Fannie Mae’s Economic and Strategic Research Group’s June Economic Commentary: Recession Likely
Fannie Mae’s Economic and Strategic Research (ESR) Group on Monday (6-26-23) released its commentary on June’s economic conditions. According to the report, recent months of mixed macroeconomic information has painted a jumbled picture of conditions; however, they continue to believe a recession is the most likely outcome of the rapid tightening of monetary policy and the late stages of business cycle dynamics.
In their June commentary, the ESR Group said that while inflation has moderated—partly due to slowing domestic and global economic growth—they believe continued robustness in the labor market risks an entrenchment of some core inflationary pressures. Lessons learned from the inflationary era of the 1970-80s, a time when price pressures eased and then quickly reaccelerated, lead the ESR Group to expect that the Federal Reserve will maintain its restrictive monetary policy stance until it is abundantly clear that inflation pressures from the labor market have eased. However, based on the timing of data releases, that evidence is unlikely to appear until a recession is already unavoidable, making the question of a downturn more a matter of “when” than “if,” according to the ESR Group.
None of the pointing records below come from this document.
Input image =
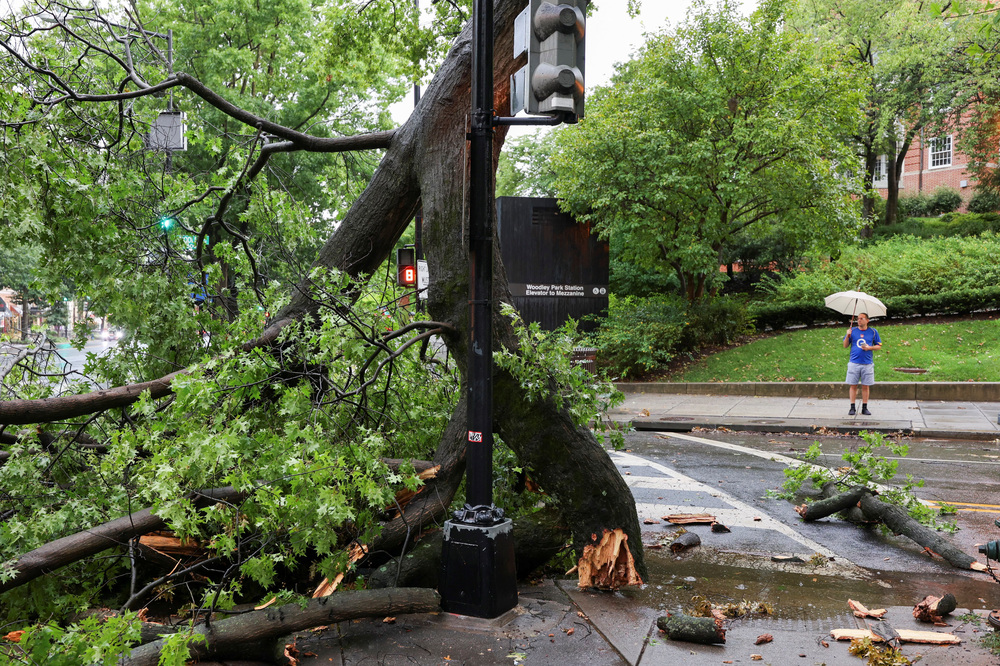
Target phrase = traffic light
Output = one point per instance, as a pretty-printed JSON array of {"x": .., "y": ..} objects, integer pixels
[
  {"x": 406, "y": 267},
  {"x": 556, "y": 58}
]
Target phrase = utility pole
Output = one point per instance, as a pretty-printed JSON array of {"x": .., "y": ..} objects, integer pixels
[{"x": 478, "y": 577}]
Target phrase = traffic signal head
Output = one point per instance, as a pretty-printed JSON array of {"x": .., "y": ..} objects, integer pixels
[
  {"x": 406, "y": 267},
  {"x": 556, "y": 32}
]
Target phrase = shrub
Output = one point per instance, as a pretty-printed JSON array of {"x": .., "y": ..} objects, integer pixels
[
  {"x": 717, "y": 321},
  {"x": 639, "y": 334},
  {"x": 643, "y": 334},
  {"x": 984, "y": 201},
  {"x": 914, "y": 206},
  {"x": 805, "y": 313},
  {"x": 944, "y": 200},
  {"x": 899, "y": 266}
]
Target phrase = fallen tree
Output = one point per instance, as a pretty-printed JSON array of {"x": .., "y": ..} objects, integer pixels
[
  {"x": 853, "y": 493},
  {"x": 255, "y": 633},
  {"x": 262, "y": 369}
]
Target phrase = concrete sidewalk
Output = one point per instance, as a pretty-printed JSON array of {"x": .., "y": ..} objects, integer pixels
[
  {"x": 557, "y": 624},
  {"x": 655, "y": 410}
]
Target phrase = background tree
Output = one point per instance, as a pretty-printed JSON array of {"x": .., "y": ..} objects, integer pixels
[
  {"x": 725, "y": 126},
  {"x": 910, "y": 63}
]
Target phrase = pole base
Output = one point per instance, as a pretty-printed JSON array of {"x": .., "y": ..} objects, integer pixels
[{"x": 477, "y": 569}]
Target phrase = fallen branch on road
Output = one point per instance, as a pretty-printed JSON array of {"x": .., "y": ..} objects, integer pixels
[{"x": 250, "y": 635}]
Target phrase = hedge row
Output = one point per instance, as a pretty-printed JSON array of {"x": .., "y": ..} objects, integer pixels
[{"x": 806, "y": 313}]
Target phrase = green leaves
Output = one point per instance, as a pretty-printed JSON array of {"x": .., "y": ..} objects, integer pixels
[{"x": 725, "y": 126}]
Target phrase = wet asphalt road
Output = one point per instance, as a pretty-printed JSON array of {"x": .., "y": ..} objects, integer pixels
[{"x": 955, "y": 472}]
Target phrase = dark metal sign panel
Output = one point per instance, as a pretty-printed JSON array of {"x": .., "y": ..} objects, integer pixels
[{"x": 555, "y": 267}]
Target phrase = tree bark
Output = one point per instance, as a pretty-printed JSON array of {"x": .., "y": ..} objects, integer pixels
[
  {"x": 427, "y": 160},
  {"x": 236, "y": 636},
  {"x": 897, "y": 520},
  {"x": 76, "y": 547},
  {"x": 704, "y": 630},
  {"x": 537, "y": 539}
]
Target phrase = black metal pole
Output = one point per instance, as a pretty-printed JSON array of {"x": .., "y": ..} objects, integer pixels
[
  {"x": 477, "y": 572},
  {"x": 479, "y": 457}
]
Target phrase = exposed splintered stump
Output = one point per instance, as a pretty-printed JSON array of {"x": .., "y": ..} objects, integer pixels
[
  {"x": 704, "y": 630},
  {"x": 608, "y": 564},
  {"x": 931, "y": 608}
]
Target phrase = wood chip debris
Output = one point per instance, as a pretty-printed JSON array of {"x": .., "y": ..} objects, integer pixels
[{"x": 859, "y": 610}]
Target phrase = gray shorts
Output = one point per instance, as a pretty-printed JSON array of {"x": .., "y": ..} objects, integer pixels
[{"x": 860, "y": 374}]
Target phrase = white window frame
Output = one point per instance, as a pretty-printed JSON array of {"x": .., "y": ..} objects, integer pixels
[
  {"x": 933, "y": 153},
  {"x": 881, "y": 176}
]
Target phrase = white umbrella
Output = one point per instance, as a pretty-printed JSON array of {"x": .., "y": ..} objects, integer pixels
[{"x": 853, "y": 302}]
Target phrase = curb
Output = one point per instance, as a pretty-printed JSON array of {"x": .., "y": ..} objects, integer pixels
[{"x": 943, "y": 391}]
In regard to current housing market dynamics, the Group says market conditions are being fueled by a lack of existing homes available for sale—a trend that that did not improve during the spring homebuying season, when more homes are typically put on the market. In turn, this has supported a return to home price growth in recent months and continued to boost new home construction. While the ESR Group continues to expect housing starts to weaken in coming quarters, this is predicated on the business cycle turning. In the absence of a recession, the Group notes substantial upside risk to its new home sales and starts forecasts.